Semplice, il venerdì è quel giorno che odio, quella transizione tra la settimana e i weekend vuoti di questa pandemia, porta dell’inferno, del: lasciate ogni speranza o voi ch’intrate, affacciata sulle prossime quarantotto ore, che mi vedranno come sempre alla ricerca di qualcosa di bello da annotare sui miei quaderni, sui fogli word, su questa pagina, esplorazione che mi costerà il doppio della fatica, un dispendio di energie immane. Niente da aggiungere, a volte è così.
Mi attacco alle urla dei vicini, che anche in questo momento, come da programma giornaliero, stanno litigando. Sposati da pochi mesi sono già ai coltelli, viene da pensare che non c’è limite alle sofferenze che spesso noi umani ci infliggiamo, scelte masochiste terribili che si trasformano rapidamente in disfatte degne di epopee o tragedie classiche di prim’ordine.
Ovviamente anche io, come del resto tutti quanti, finisco spesso per cadere in seguito a scivoloni di questo tipo. Penso per esempio al mio matrimonio, cinque anni di relazione oramai conclusi da più di cinque anni, i colori rossi della disfatta che cominciano a sbiadirsi soltanto adesso, con tutti i pro del caso, i contro li abbiamo già vissuti precedentemente.

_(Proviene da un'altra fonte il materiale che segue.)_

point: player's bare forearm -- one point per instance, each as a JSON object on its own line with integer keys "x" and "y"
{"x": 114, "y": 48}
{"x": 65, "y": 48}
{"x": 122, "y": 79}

E dire che l’universo te li manda i segnali, ti avvisa, una, dieci, cento, mille volte, solo che noi, troppo spesso siamo ammaliati da altro, distratti, occupati a varcare altre soglie infernali, non meno preoccupanti, ma certamente meno pericolose, meno incisive. Non so quali messaggi, l’universo abbia mandato al mio vicino, ma se già dopo un soffio di matrimonio si palesano offese urlate contro finestre aperte sul mondo, atte ad informare i concittadini e gli ignari vicini, di quanto il proprio partner sia un’insulto all’evoluzione stessa del genere umano, o i segnali sono stati deboli o i diretti interessati sono stati molto disattenti.
Io per esempio, in passato, sono stato molto distratto e i segnali universali non li ho proprio visti. Incontrai per la prima volta la mia ex moglie su un autobus, eravamo entrambi diretti in ufficio, lavoravamo nello stesso posto. In quell’occasione ci guardammo, ci sorridemmo e probabilmente io mi innamorai proprio in quel momento, colpito dal suo sguardo timido, dalla sua aria così tipicamente francese. Fantasmi di miti passati, di icone conturbanti cinematografiche e musicali, salirono sul mezzo pubblico qualche minuto dopo, mi presero per mano e mi condussero verso il patibolo. Io, straniero, trasferitomi di recente oltralpe, caduto subito nel tranello dei tranelli, la mia fine era già stata decretata dopo quei primi sguardi.
Ricordo che lei stava leggendo un libro e che ne rimasi colpito – Wow…legge pure Victor Hugo… – pensai, credendo di esser finito in uno di quei film della nouvelle vague, un qualche lavoro di Truffaut sconosciuto ai più. Quel giorno neanche mi soffermai sul titolo del volume, oggi lo faccio in onore dei miei vicini distratti, perché quel libro che lei teneva delicatamente tra le dita e che leggeva con tanto interesse, tra le mille occhiate che ci dedicavamo l’un l’altra era Le dernier jour d’un condamné (L’ultimo giorno di un condannato a morte, 1829).